Strike Averted as Union Solidarity Boosts Swedish Hotel Workers’ Struggle for Permanent Jobs and a Living Wage
Strike action scheduled to begin at 19 hotels in Sweden’s 3 largest cities on early morning May 17 has been averted with the conclusion of a new 2-year collective agreement between the Swedish Hotel and Restaurant Workers’ Union (HRF) and the employers association. The conflict had gone into mediation as the strike deadline approached and other unions had announced active support measures. The Swedish Food Workers had given notice that deliveries of all beverages and bottle/packaging pickup supplied by the major breweries to the hotels on strike would be halted beginning May 24. They were joined in turn by the electrical workers, who announced they would be filing notice of support action at some of the struck hotels and refusing to perform any work there, and by the transport workers, who would refuse to pick up and empty dustbins at the hotels.

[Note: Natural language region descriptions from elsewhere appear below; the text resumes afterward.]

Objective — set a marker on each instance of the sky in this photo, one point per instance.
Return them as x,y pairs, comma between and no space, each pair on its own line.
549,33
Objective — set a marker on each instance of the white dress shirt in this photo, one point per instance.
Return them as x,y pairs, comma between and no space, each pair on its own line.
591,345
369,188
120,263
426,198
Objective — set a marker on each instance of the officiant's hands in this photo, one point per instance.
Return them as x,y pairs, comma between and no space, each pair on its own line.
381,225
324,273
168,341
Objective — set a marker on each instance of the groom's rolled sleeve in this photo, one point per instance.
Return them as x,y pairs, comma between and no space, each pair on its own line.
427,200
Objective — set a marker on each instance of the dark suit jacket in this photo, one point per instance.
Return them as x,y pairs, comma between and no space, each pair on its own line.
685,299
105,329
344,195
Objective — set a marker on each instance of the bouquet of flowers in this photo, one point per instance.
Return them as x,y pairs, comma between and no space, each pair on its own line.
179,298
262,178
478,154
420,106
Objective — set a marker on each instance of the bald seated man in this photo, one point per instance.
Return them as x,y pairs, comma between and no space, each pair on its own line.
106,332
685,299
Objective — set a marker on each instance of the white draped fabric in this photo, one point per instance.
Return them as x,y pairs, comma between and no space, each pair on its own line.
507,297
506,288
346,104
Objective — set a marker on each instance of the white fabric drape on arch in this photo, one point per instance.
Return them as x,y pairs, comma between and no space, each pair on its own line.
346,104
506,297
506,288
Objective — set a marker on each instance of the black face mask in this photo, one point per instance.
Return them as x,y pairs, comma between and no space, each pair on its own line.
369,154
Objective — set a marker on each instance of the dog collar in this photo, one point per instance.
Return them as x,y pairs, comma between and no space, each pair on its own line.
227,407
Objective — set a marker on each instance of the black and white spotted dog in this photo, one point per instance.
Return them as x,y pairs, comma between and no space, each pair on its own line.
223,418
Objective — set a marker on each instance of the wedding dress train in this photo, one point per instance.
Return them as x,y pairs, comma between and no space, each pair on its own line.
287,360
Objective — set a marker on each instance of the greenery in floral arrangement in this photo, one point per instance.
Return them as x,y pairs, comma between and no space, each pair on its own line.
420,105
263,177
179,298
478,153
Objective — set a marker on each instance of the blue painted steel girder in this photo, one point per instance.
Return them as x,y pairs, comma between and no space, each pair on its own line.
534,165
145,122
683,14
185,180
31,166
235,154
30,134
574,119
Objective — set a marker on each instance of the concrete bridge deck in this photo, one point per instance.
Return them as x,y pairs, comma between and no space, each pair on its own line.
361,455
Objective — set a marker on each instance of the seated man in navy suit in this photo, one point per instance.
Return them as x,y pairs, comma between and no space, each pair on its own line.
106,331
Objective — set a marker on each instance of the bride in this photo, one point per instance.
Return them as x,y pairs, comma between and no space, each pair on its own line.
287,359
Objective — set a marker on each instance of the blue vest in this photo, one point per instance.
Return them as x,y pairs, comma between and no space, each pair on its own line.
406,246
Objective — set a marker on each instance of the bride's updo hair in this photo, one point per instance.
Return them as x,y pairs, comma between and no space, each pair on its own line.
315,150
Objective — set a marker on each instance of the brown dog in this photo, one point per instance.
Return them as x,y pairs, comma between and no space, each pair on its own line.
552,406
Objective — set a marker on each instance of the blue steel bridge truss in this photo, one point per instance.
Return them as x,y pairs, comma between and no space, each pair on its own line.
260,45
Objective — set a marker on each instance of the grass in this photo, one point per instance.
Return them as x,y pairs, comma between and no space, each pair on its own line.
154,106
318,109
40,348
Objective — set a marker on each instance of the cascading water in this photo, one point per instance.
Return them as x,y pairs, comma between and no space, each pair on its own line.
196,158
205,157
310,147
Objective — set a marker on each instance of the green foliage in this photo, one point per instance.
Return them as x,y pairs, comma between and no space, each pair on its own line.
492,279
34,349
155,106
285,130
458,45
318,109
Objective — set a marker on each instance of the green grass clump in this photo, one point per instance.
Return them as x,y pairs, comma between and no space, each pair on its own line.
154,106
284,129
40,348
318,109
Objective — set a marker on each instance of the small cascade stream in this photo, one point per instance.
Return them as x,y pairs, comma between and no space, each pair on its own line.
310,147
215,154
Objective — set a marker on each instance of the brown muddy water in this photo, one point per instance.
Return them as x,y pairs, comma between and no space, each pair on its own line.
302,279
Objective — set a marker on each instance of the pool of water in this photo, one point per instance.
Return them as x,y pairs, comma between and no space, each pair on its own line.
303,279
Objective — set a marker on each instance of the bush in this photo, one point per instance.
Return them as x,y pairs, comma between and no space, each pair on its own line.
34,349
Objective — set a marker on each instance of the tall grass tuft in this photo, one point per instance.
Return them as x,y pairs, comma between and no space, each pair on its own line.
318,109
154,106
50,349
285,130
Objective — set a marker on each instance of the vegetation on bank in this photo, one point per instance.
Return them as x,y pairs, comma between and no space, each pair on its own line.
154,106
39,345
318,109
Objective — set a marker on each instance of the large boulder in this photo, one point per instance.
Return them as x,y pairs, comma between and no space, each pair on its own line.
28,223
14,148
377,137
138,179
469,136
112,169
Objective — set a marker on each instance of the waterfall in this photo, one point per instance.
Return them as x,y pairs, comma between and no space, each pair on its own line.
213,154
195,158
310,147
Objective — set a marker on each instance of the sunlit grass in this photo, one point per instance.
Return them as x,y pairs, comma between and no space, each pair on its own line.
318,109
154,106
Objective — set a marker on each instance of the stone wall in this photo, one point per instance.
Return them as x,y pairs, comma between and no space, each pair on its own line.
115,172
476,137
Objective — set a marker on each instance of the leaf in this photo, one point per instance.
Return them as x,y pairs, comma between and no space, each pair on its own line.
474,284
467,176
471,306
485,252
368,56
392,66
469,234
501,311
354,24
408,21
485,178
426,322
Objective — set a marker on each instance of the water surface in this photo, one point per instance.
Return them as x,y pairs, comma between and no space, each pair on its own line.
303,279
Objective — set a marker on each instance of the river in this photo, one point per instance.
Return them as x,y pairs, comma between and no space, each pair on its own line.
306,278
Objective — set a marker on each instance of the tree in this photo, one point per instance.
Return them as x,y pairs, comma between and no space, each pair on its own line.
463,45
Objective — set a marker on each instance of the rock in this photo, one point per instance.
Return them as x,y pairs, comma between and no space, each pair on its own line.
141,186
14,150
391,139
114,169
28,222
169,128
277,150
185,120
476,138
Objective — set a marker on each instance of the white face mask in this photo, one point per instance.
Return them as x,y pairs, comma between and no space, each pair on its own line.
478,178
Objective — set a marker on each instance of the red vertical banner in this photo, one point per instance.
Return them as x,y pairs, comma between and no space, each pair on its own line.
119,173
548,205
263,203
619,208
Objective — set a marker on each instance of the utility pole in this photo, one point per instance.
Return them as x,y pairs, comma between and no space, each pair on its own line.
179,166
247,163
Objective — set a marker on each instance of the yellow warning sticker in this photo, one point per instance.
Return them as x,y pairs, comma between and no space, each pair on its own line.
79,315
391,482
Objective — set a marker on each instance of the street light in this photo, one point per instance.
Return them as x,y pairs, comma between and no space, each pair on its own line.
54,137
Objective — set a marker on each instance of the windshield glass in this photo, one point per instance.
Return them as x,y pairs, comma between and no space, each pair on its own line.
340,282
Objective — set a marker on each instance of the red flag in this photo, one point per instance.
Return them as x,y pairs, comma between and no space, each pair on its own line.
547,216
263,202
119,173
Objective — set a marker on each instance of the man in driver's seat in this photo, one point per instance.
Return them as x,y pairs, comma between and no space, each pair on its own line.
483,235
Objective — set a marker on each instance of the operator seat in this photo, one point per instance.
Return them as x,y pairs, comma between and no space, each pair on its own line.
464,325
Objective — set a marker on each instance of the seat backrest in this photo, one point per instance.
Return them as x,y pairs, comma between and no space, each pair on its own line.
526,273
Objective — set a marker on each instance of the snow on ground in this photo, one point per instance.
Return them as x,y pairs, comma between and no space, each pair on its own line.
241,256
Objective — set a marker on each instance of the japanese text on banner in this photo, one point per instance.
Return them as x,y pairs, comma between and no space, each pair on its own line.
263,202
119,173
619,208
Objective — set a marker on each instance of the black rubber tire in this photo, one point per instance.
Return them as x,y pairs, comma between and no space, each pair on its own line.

Negotiations for a renewed collective agreement had broken down over two key issues: the employers’ insistence on extending and increasing precarious employment, already rampant in the sector, and their rejection of the union’s proposal of a SEK 1,028 (slightly over USD 100) monthly wage increase. HRF was able to get very, very close to this wage target by accepting the mediator’s proposal for a SEK 980 SEK increase over 25 months: SEK 400 per month from May 1 2010 and 580 from May 1, 2011. This still leaves hotel workers’ pay below other sectors but brings them closer to a living wage. The new agreement also includes stricter limits on precarious employment, and in particular the use of casual, day-by-day employment arrangements which many of their members have been strung out on for weeks, months and even years. Employers will now have to offer permanent jobs where there is a consistent shortage of labour, and the use of agency workers is restricted.
The HRF together with the other LO unions have elaborated a common platform for collective negotiations this year aimed at reinforcing the right to a permanent fulltime job, curbing the expansion of all forms of precarious work and attacking structural wage discrimination entrenched in low wage sectors where women predominate.